The GSEA tab presents the gene set enrichment analysis (GSEA) results based on all genes ranked by log FCs (Figure 4D). ORA qualitatively considers genes with large expression differences (i.e. significantly DEGs), but when for a set of functionally related genes, the expression differences are small but their changes are in a coordinated way, ORA doesn’t work. Many relevant phenotypic differences are caused by small but consistent changes in a set of genes. GSEA addresses this limitation (43). Here, six classes of gene sets (the same as ORA) are supported. For each class of gene sets, the presented results include a result table and two barplots showing the top 10 up-regulated gene sets (NES >1) and the top 10 down-regulated gene sets (NES <−1), respectively, according to the increasing order of the adjusted P-value. Generally, gene sets with |NES| >1 and small P-values are noteworthy.

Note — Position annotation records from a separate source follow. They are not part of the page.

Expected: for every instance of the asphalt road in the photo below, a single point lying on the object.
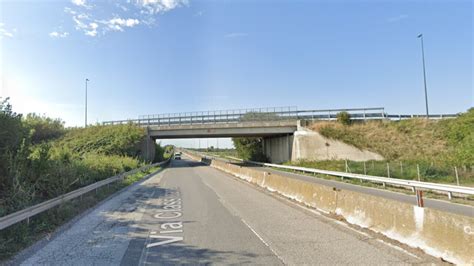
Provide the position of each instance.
(193, 214)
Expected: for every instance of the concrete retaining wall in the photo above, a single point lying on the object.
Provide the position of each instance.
(310, 145)
(441, 234)
(278, 149)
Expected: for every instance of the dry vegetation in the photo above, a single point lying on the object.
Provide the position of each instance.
(409, 140)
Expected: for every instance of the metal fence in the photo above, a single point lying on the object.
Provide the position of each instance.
(248, 115)
(263, 114)
(29, 212)
(414, 185)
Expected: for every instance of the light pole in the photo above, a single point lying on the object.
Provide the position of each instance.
(85, 124)
(420, 36)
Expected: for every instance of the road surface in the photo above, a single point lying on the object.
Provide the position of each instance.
(193, 214)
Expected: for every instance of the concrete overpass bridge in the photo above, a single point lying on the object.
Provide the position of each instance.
(275, 125)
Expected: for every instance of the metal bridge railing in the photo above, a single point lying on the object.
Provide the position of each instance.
(248, 115)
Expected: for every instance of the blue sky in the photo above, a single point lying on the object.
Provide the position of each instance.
(160, 56)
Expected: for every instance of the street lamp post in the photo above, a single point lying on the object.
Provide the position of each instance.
(420, 36)
(85, 124)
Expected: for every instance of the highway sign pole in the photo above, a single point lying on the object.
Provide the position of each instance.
(420, 36)
(85, 123)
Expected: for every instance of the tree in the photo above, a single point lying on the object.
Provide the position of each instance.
(43, 128)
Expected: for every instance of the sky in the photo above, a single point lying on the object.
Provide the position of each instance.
(165, 56)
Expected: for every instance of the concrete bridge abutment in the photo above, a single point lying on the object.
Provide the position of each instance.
(278, 149)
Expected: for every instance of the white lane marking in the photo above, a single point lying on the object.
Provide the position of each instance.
(318, 212)
(233, 210)
(398, 248)
(263, 241)
(168, 240)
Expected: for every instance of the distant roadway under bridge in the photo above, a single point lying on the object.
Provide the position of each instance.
(276, 125)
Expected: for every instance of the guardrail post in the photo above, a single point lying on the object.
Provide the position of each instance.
(457, 177)
(418, 171)
(419, 198)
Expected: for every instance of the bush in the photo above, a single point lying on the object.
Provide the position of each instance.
(250, 149)
(109, 140)
(344, 118)
(43, 128)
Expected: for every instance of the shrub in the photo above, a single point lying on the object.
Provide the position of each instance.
(43, 128)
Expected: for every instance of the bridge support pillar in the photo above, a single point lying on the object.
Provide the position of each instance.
(278, 149)
(148, 148)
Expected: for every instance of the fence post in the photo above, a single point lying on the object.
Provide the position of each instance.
(418, 171)
(457, 176)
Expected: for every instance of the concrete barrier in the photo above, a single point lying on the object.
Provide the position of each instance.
(440, 234)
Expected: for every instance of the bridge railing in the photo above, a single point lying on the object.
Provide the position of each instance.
(248, 115)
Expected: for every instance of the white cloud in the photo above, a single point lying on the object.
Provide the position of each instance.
(139, 12)
(4, 32)
(199, 13)
(82, 24)
(159, 6)
(56, 34)
(118, 23)
(80, 3)
(92, 29)
(397, 18)
(236, 35)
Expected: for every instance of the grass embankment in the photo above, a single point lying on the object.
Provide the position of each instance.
(434, 146)
(21, 235)
(40, 160)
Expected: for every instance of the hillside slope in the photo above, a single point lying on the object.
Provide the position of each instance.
(449, 141)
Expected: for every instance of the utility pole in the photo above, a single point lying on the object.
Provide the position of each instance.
(420, 36)
(85, 123)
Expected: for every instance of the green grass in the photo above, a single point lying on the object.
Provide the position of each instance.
(448, 141)
(21, 235)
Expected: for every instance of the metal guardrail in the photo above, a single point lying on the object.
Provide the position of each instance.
(255, 114)
(27, 213)
(449, 189)
(264, 114)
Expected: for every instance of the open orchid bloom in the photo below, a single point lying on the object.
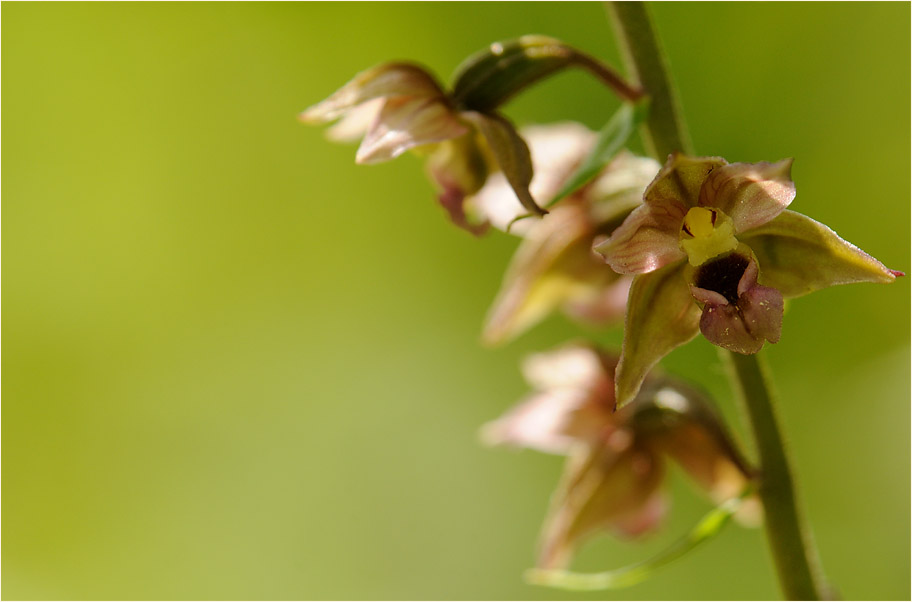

In the L1000CDS2 analysis tab, top 50 drug signatures that can reverse the drug resistance signature are listed (Figure 4E), with the help of L1000CDS2 search engine (45). The resistance signature that is obtained by comparing expression profiles between non-responders and responders to drug A can suggest the reasons of the drug A resistance, and then we assume that a drug B that can reverse the resistance signature might be able to restore the patient response to the treatment. That is, drug B is a candidate combinational drug that may sensitize drug A. In fact, this principle has been proved to be effective to identify possible combinational drugs (52). Therefore this function is designed to discover candidate combinational drugs that can overcome the drug resistance.

Tumor microenvironment analysis

Increasing evidence indicates that the tumor microenvironment (TME) is a crucial determinant of therapeutic resistance of many drugs, including chemotherapy, targeted therapy, and especially immunotherapy (53–55). One advantage of patient samples is that they can reflect the TME to some extent (47,48), and therefore this analysis is designed to reveal TME factors potentially associated with the drug resistance. Here TME indexes are firstly computed based on the gene expression profile of each sample. These indexes mainly reflect the abundance/fraction of various non-tumor cells and tumor purity in a patient sample. Then we perform the differential analysis of these indexes between non-response and response groups, to discover the drug resistance-related TME factors. The significantly differential TME factors help understand the mechanism of drug resistance, and even can be used as candidate predictive biomarkers. The presented analysis results include a heatmap and a result table (Figure 4F). The heatmap visualizes the TME indexes across responsive and non-responsive samples. The result table gives the log FC, P-value, and adjusted P-value of the differential analysis and AUC, P-value, and adjusted P-value of ROC curve analysis for each TME index. Clicking on ‘>’ before each index will lead to the visualized results of the index, including a boxplot and a ROC curve plot.

CTR-DB dataset combination analysis

By the ‘Combine’ function of CTR-DB, users can select and combine existing CTR-DB datasets and specify the response/non-response grouping to perform the online analysis. The supported analysis functions are the same as the single-dataset analysis stated above. The purpose of this function is typically to allow users to define response and non-response groups according to their own needs; or to combine samples with the same treatment regimen and cancer subtype from different sources to obtain a larger sample size; or to merge CTR-DB datasets for a class of drugs (such as PD1/PD-L1 inhibitors) or a cancer subtype of a coarser granularity etc.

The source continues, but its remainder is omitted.